Matt Powell
- Born: Matthew Powell 8 May 1978 (age 48) Talybont-on-Usk, Powys, Wales
- Height: 5 ft 11 in (1.80 m)
- Weight: 13 st 10 lb (90 kg)

Rugby union career
- Position: Scrum-half
- Current team: Worcester

Senior career
- Years: Team / Apps / (Points)
- 1997–2000: Saracens / 5 / (10)
- 2000–2003: Harlequins / 25 / (5)
- 2003–2008: Worcester / 152 / (62)
- Correct as of 5 January 2008

= Matt Powell =

Welsh rugby union footballer

Matthew Powell (born 8 May 1978 in Abergavenny, Wales) is a Welsh rugby union footballer, who played for Worcester Warriors at scrum-half.

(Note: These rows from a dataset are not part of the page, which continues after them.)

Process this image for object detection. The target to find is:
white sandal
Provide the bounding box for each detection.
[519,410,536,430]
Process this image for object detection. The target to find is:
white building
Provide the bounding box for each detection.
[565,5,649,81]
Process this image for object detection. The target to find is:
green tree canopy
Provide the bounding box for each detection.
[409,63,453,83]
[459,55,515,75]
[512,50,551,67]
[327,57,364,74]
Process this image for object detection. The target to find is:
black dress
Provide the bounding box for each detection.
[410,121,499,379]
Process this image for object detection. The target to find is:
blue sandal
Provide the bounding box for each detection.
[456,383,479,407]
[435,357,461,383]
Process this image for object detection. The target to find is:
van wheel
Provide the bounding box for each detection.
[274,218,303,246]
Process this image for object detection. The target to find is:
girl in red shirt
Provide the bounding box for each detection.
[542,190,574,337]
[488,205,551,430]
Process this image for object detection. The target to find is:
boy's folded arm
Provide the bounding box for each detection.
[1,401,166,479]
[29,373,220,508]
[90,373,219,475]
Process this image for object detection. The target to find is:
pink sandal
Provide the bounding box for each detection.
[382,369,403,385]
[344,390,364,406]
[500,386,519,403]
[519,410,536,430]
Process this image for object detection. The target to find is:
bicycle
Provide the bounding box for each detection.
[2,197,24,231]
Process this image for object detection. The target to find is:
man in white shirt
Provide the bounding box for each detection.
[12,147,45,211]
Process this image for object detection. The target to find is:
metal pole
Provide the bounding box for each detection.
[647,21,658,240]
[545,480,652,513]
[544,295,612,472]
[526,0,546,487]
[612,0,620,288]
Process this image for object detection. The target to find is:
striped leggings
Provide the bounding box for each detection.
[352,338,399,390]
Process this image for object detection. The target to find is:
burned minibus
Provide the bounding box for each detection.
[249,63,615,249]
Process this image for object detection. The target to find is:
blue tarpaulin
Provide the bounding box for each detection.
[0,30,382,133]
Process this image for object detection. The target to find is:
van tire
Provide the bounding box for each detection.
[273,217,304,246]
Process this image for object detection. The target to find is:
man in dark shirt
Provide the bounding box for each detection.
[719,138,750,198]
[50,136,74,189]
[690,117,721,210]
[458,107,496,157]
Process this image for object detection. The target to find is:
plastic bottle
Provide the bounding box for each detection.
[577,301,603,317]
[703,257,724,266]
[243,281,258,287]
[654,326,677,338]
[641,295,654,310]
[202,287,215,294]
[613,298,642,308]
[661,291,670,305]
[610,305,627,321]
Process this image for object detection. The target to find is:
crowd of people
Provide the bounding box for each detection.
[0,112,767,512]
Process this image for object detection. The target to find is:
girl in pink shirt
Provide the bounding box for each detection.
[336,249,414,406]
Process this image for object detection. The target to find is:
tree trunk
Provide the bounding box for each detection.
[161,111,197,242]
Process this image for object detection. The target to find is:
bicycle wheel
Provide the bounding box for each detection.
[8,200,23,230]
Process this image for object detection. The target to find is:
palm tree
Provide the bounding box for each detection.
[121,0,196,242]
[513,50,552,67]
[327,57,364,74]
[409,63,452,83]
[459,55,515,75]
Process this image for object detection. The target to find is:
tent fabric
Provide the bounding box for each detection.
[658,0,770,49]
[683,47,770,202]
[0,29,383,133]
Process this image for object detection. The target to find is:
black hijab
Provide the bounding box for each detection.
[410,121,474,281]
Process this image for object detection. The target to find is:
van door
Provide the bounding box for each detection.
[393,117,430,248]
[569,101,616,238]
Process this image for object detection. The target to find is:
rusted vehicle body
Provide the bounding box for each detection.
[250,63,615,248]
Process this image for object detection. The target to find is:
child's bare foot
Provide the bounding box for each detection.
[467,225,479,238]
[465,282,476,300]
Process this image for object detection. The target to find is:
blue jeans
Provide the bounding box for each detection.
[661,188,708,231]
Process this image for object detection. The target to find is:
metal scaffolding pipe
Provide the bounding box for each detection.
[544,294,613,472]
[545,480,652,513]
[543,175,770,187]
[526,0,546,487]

Powell was educated at Christ College Brecon and played for the first XV, coached by Jon Williams, between 1994 and 1996. Powell was part of Orchard House and later studied at Brunel University.

He caught the eye of Saracens and played in the same team as Danny Grewcock.

He left Saracens to join Harlequins in June 2000 and played in the Tetley's Bitter Cup final of 2001 against Newcastle Falcons. He played every game on the way to the final.

Powell joined Worcester Warriors in 2003, and in 2007 penned a new three-year deal to commit himself to the club until 2010.

He was involved in the Wales set-up for the last two games of the Six Nations in 2006. His consistent displays were later rewarded with a late call-up to play for the Barbarians in their annual match as a replacement for the former All Black, Justin Marshall. He has also made over 100 appearances in the English elite.

He announced his retirement after the 08–09 season and took up a position in the backroom staff.

Powell is currently Business Development Director at Bath RFC.